X_train:  (49000, 3, 32, 32)
y_train:  (49000,)
X_val:  (1000, 3, 32, 32)
y_val:  (1000,)
X_test:  (1000, 3, 32, 32)
y_test:  (1000,)


In [3]:
def load_data(index_train,index_val,index_test):
    """
    Load data set
    
    Parameters:
    ----------
       index_train: training set index range.
       index_val: val data set index range.
       index_test : test data set index range.
    
    Returns:
    -------
       train_x: train set data
       train_y train set labels
       val_x: val set data
       val_y: val set labels
       test_x: test set data
       test_y: test set labels.
    """
    train_x = data['X_train'][:index_train].reshape(index_train,-1)
    train_y = data['y_train'][:index_train]
    
    val_x = data['X_val'][:index_val].reshape(index_val,-1)
    val_y = data['y_val'][:index_val]
    
    test_x = data['X_test'][:index_test].reshape(index_test,-1)
    test_y = data['y_test'][:index_test]
    
    return train_x,train_y,val_x,val_y,test_x,test_y

In [4]:
train_x,train_y,val_x,val_y,test_x,test_y = load_data(2000,100,100)

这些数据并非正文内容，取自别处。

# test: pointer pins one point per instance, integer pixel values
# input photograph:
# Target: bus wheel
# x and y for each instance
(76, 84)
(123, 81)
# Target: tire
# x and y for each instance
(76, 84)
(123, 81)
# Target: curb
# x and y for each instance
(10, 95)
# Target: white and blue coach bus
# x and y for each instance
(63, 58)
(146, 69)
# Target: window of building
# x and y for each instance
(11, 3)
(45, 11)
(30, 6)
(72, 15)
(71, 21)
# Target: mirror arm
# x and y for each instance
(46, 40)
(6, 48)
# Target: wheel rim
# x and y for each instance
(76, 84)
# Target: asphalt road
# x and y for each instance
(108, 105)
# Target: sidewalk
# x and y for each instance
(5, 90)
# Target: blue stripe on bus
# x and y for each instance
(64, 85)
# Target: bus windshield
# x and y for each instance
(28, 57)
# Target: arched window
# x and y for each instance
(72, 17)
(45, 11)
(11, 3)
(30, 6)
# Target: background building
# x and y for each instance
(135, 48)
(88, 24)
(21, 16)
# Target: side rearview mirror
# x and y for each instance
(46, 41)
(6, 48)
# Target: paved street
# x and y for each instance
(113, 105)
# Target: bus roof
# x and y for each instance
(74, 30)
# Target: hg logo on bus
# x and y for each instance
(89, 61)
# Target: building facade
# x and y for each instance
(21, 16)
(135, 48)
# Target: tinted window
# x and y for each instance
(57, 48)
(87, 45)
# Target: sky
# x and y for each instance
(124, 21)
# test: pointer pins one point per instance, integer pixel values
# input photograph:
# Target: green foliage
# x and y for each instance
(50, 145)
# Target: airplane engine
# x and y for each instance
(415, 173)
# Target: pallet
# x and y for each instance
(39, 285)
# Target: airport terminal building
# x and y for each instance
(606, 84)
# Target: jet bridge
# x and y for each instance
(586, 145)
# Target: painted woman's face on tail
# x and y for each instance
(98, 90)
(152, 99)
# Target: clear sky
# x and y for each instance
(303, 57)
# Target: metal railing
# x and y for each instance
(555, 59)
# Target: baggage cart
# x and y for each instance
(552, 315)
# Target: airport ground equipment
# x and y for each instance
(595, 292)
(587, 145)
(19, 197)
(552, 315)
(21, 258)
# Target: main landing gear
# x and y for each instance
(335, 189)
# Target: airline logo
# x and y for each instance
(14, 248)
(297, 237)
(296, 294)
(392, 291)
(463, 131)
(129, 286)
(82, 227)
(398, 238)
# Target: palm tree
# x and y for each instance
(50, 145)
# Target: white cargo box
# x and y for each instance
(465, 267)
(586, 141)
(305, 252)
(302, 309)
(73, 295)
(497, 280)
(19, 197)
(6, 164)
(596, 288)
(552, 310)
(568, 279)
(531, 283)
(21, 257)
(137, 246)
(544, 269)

https://stackoverflow.com/questions/45947111/how-to-specify-the-axis-when-using-the-softmax-activation-in-a-keras-layer

### Build Keras of BN and BL

函数解释:

(1)

```python
def __init__(self,layers,mode,epochs,lr,batch_size,fielname):
    ...```
    
该函数做预备初始化作用.


    
(2) 由于我们需要对比Batch Normalization和Base Lines,所以我们需要构建两个函数来分别处理:

(2.1)

```python
def fit_BN(self,Z):
    ...```

(2.1.1) 对于BN层,我们需要使用```keras.layers.BatchNormalization```并指定```axis=1```一般选择的是特征轴,与TF,Pytorch不同的是Keras不需要对BN的Testing做处理,Keras会自动处理.更多详细查看[BatchNormalization](https://keras.io/zh/layers/normalization/#batchnormalization)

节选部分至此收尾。